Newable Private Investing
NPI acts as an introducer of start-ups to angel investors and runs tax-efficient funds for investors who want to back a range of innovative businesses.
Named by Beauhurst as the UK’s most active early stage investment network, over the last two years NPI has facilitated 51 EIS investments raising a total of £36m.
Angel investors can either invest directly or through the Newable Scale-Up Fund 3.
“We saw 1,500 business plans last year, which we whittle down to 70 that we put before our network of 500 active angel investors,” says Wright.
Out of this, around 20 receive investment.
This process has resulted in a failure rate less than half of the average for London start-ups; one third of previous NPI investments have been deemed a success.
Exits include Hallmarq Veterinary Imagining, a specialist in advanced diagnostics for horses and companion animals, which yielded five-fold returns when it completed a management buyout led by August Equity in December 2018.
The current NPI portfolio includes Rezatec, a cloud-based analytics platform for satellite data; Sphere Fluidics, which facilitates advanced screening and characterisation of cells for applications in biotech and pharmaceuticals; and Hummingbird Technologies, an agritech company using drones to provide farmers with sophisticated insight into crop development.
Newable Scale-Up Fund 3
Over the years, Newable has raised £10m through various legacy EIS funds.
In January, NPI launched a £10m evergreen EIS fund targeting tech companies hoping to scale.
Newable Scaleup Fund 3 is aimed at high-growth businesses in knowledge-intensive sectors such as electronics, automation, medtech, and spacetech to bridge the gap between seed and Series A funding as they look to scale up.
The fund targets high-growth early stage companies that have moved from concept to a working business model but don’t yet have the numbers to attract VC or private equity money.
Newable’s latest initiative Newable Capital finances management buyouts of healthy companies whose owners want to exit.
There are 77,000 companies a year in the sub-£10m enterprise-value range that need to sell because either their owners want to exit because they want to retire or for other personal reasons.
It used to be that a management team would buy out the owners and they could do that either through borrowing from their high-street bank or through a venture capital trust (VCT).
However, VCT legislation has changed stopping VCTs from investing in management buyouts and banks are not interested in small businesses because the deal costs are uneconomic.
Newable has committed £25m to its new MBO finance programme, buying five businesses itself as a test, building them up and helping their management buy the businesses over a three to five-year time period.
Business participating in the trial scheme so far include an insulation -component manufacturer, a factory machinery-installation company, a medical equipment manufacturer and an aluminum-window-frame manufacturer.

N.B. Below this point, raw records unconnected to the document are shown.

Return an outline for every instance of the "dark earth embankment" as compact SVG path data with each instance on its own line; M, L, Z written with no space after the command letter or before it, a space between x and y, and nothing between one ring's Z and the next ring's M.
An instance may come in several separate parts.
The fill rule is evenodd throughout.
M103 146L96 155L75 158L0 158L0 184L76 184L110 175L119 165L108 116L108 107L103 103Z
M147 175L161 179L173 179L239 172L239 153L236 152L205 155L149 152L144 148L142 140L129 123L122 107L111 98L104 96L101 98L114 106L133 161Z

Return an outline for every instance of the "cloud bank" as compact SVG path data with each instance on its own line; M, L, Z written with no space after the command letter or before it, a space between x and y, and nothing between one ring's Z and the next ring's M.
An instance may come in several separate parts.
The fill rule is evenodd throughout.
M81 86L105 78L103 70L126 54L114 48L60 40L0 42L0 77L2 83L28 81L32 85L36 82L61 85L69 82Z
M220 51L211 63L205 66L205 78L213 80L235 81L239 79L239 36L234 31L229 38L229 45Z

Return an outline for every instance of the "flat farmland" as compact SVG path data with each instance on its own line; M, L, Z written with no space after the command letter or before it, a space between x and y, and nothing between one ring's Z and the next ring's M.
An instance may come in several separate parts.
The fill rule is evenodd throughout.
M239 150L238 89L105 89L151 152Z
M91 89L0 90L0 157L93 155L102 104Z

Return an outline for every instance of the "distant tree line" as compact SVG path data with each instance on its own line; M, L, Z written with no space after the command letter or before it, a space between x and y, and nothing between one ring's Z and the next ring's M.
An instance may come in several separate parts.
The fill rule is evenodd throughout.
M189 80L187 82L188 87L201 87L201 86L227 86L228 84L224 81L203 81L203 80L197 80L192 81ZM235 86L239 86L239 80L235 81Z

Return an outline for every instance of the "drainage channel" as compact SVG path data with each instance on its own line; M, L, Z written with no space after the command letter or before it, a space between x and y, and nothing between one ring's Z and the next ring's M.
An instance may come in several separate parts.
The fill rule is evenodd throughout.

Wright says: ““These are all solid businesses that we can support in the next stage of their journey.”
Adds Mason: “We’re specifically looking for businesses that have specialist sector expertise and the ability to export. It’s not a particularly new idea. It’s what 3i set out to do 40 years ago.”
Newable surveyed 263 potential companies before settling on the first five, three of which are about to complete.
It plans to launch a management buyout fund within the next 12 months, initially raising £50m.
Mason says: “We want to be the bridge between where you’ve got management running businesses but not owning them. Otherwise, their only other route is a trade sale, which is often not in the interest of founders and means loss of jobs.
“Private equity is not interested because although these are good solid businesses, they’re not capable of tripling turnover, which is what PE is looking for.
“It’s supporting businesses by putting them in drydock for a few years and refitting them before releasing them down the slipway again.”